J'ai senti vraiment...

J'ai senti vraiment que vous rompiez autour de moi l'atmosphère, que vous faisiez le vide pour me permettre d'avancer, pour donner la place d'un espace impossible à ce qui en moi n'était encore qu'en puissance, à toute une germination virtuelle, et qui devait naître, aspirée par la place qui s'offrait.
Je me suis mis souvent dans cet état d'absurde impossible, pour essayer de faire naître en moi de la pensée. Nous sommes quelques-uns à cette époque à avoir voulu attenter aux choses, créer en nous des espaces à la vie, des espaces qui n'étaient pas et ne semblaient pas devoir trouver place dans l'espace.
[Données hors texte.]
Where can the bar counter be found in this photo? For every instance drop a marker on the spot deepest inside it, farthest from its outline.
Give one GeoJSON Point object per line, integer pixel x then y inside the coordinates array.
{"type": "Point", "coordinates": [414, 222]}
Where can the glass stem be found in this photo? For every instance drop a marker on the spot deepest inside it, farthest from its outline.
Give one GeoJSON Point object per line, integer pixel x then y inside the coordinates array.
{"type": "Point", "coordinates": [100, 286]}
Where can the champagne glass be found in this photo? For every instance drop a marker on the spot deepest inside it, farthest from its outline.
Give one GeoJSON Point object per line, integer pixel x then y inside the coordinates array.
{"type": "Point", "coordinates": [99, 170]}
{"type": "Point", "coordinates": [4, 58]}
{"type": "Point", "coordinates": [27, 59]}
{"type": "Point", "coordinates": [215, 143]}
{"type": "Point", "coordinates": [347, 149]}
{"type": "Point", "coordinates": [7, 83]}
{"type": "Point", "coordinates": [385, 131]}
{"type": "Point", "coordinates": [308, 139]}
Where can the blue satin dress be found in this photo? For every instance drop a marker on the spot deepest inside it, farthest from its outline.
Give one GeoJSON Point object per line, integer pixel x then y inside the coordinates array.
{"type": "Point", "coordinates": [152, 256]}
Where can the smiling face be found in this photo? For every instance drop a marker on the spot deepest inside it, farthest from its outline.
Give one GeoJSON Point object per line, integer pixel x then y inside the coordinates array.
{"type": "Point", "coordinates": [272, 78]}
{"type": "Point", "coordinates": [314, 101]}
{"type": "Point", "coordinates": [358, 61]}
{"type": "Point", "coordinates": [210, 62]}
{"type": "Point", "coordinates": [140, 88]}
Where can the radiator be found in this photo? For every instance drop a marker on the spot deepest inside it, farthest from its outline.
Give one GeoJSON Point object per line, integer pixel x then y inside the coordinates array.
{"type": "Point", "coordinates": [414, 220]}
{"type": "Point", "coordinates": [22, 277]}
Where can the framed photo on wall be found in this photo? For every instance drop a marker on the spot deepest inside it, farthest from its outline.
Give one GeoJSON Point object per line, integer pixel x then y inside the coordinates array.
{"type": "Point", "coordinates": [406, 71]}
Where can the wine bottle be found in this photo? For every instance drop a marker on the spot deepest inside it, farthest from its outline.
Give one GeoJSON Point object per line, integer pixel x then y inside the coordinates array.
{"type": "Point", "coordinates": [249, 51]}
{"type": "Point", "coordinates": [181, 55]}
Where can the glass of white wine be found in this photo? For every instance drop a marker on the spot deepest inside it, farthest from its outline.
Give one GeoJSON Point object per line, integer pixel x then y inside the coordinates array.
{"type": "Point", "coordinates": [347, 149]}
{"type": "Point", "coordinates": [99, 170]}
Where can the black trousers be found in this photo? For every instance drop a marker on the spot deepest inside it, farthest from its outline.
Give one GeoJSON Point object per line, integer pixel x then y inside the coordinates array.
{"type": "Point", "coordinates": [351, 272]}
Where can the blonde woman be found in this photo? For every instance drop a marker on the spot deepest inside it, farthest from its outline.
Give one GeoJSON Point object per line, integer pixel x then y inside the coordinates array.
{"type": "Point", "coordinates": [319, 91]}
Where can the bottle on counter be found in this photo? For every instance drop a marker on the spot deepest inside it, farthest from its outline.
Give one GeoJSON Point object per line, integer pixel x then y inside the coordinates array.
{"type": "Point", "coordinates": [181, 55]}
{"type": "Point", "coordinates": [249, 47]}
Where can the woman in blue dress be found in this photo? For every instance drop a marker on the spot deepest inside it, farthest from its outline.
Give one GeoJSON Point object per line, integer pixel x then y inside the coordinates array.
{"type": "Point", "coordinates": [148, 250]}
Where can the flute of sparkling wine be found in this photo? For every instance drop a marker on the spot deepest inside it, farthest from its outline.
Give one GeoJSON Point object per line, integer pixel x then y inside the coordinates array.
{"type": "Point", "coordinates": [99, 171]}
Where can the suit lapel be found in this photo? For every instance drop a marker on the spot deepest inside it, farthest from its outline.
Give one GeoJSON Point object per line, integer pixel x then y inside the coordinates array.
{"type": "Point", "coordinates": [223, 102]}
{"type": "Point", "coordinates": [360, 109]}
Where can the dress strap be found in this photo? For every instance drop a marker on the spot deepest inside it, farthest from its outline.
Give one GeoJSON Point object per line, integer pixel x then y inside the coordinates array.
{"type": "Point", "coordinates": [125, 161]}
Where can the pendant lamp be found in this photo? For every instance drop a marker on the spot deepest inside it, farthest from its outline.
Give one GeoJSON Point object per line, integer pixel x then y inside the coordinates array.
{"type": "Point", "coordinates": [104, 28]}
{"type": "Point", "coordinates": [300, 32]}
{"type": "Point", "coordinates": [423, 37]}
J'ai toujours été frappé de cette obstination de l'esprit à vouloir penser en dimensions et en espaces, et à se fixer sur des états arbitraires des choses pour penser, à penser en segments, en cristalloïdes, et que chaque mode de l'être reste figé sur un commencement, que la pensée ne soit pas en communication instante et ininterrompue avec les choses, mais que cette fixation et ce gel, cette espèce de mise en monument de l'âme, se produise pour ainsi dire AVANT LA PENSEE. C'est évidemment la bonne condition pour créer.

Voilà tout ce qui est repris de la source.